А теперь послушаем дуэт Бельмонте и Педрильо, состоявшийся под яростное жужжание мухи, которую угораздило следом за Педрильо влететь в слона. Там она билась головой об стенку, как ненормальная. Первым сдался Бельмонте.
– Педрильо, прогони ее. На нервы действует.
– Боюсь, патрон, это она нас с вами прогонит. Чему можно уже не противиться. Темно. Рискнем? Риск – дело благородных.
– Удел, в таком случае. Я готов, я уже задыхаюсь тут. Не слон, а Периллов бык.
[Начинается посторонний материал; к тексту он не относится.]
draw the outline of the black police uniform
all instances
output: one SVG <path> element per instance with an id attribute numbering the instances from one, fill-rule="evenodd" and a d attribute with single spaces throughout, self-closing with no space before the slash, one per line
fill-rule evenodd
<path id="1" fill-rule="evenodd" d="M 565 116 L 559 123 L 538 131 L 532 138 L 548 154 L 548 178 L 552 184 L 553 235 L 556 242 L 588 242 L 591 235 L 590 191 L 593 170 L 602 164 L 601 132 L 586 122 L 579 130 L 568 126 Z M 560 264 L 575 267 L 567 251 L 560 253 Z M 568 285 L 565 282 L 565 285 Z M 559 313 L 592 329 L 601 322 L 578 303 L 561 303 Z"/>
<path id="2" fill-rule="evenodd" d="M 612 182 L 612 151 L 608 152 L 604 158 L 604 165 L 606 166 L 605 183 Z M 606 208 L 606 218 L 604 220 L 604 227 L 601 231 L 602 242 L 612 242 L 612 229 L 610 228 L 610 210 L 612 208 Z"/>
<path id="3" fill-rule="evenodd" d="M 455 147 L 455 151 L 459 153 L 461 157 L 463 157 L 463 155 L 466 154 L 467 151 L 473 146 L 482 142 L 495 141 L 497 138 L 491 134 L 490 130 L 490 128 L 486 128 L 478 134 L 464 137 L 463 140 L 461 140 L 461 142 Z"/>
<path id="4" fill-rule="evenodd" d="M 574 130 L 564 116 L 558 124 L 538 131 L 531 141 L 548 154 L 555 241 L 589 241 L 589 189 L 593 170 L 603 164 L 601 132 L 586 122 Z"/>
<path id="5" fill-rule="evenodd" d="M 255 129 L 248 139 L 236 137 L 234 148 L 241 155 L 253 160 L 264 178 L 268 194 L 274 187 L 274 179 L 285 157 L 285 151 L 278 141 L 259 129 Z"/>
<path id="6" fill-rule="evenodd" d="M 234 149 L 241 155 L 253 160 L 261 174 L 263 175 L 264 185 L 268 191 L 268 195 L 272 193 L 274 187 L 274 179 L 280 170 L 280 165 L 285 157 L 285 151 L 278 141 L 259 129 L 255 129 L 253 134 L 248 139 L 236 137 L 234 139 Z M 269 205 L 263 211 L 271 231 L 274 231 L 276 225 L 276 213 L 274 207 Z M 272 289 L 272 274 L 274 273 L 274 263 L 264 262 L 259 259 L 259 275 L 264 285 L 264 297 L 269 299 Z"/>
– Это поклеп на бедное животное. На его счету немало добрых дел.
В это время пламенный мотор, которым был снабжен мухин цукатахат, взревел в неконвенциональной близости от лица Бельмонте. Муха с размаху врезалась ему в лоб.
– Уходим.
Когда они вылезли, Бельмонте сказал:
– Хорошо дышится. Итак, ты утверждаешь, что это всего лишь короткая прогулка на яхте.
– Блондхен клянется спасением души.
– Или лжет во спасение души!
– Тсс! – Шепотом: – Ваша милость ревнив, как Отелло. Блондиночка, по крайней мере, со мной, наиправдивейшее существо на свете. Так что оставьте ваших глупостей. Тем более, что в оперативном отношении у нас сверхважная новость: паша хочет иметь портрет доны Констанции, выполненный в европейском стиле. Он срочно ищет художника – испанца или итальянца. Чувствуете ли вы в себе силы…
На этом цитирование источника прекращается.